When Maxime came to fetch Renée at the window, where she was forgetting herself, he smiled as he looked at one of the partly opened casements of the Café Anglais. The idea that his father was there supping on his side seemed comical to him; but that evening a peculiar pudicity restrained his customary banter. Renée only left the window-rail regretfully. An intoxication and languor rose from the vague depths of the Boulevard. There was a coaxing summons to self-indulgent sleep in the attenuated rumble of the vehicles, and the obliteration of the bright lights. The whispers that sped by, the groups assembled in shadowy corners, transformed the side-walk into the passage of some large inn, at the hour when travellers repair to their chance beds. The gleam and the noise became fainter and fainter, the city was falling asleep, and a breath of love swept over the housetops.

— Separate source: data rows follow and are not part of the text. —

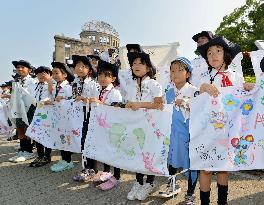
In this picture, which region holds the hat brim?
[12,61,32,69]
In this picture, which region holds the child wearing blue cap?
[160,57,198,205]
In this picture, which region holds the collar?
[101,83,114,91]
[57,80,69,88]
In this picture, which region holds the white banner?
[26,100,84,153]
[83,105,172,176]
[190,78,264,171]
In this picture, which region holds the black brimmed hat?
[51,62,74,82]
[192,31,214,43]
[197,36,241,60]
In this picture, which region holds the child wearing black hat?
[72,55,100,182]
[9,60,36,162]
[29,66,52,167]
[124,52,163,200]
[48,62,74,172]
[198,37,254,205]
[89,61,122,190]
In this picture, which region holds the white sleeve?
[151,80,163,98]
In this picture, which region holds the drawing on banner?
[83,105,172,175]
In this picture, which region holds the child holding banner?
[48,62,74,172]
[29,66,52,167]
[89,61,122,190]
[198,37,254,205]
[160,57,198,205]
[72,55,100,182]
[9,60,36,162]
[124,52,163,200]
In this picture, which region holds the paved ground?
[0,136,264,205]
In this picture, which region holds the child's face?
[132,58,149,77]
[197,36,209,47]
[207,46,224,69]
[74,61,90,78]
[98,72,116,87]
[170,61,191,85]
[92,58,99,69]
[16,65,30,78]
[37,72,50,83]
[52,67,67,82]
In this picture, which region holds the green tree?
[215,0,264,75]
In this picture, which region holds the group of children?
[2,31,264,205]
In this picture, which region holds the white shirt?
[190,56,209,87]
[124,76,162,102]
[170,82,198,121]
[199,69,244,87]
[52,80,72,100]
[18,75,38,92]
[72,77,100,98]
[30,82,52,102]
[98,83,122,105]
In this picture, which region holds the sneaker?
[127,181,143,201]
[51,160,74,172]
[159,180,181,198]
[185,194,195,205]
[29,157,42,167]
[14,151,35,162]
[136,183,154,201]
[34,156,51,167]
[8,151,23,162]
[72,169,90,182]
[93,172,113,186]
[99,176,120,191]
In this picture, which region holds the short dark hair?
[131,57,155,80]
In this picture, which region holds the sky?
[0,0,246,83]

When the young woman turned her head the light of the little chandelier made her blink her eyes. She was now somewhat pale and felt slight quivers at the corners of her mouth. Charles was setting out the dessert; he left the room, came in again, swinging the door, slowly and phlegmatically like a well-bred man.

"But I'm no longer hungry!" exclaimed Renée, "take away all those plates and bring us the coffee."

The waiter, accustomed to the whims of the women he served, cleared the dessert away and poured out the coffee. He filled the whole room with his importance.

"Pray do send him away," said the young woman—half sickened by the sight of him—to Maxime.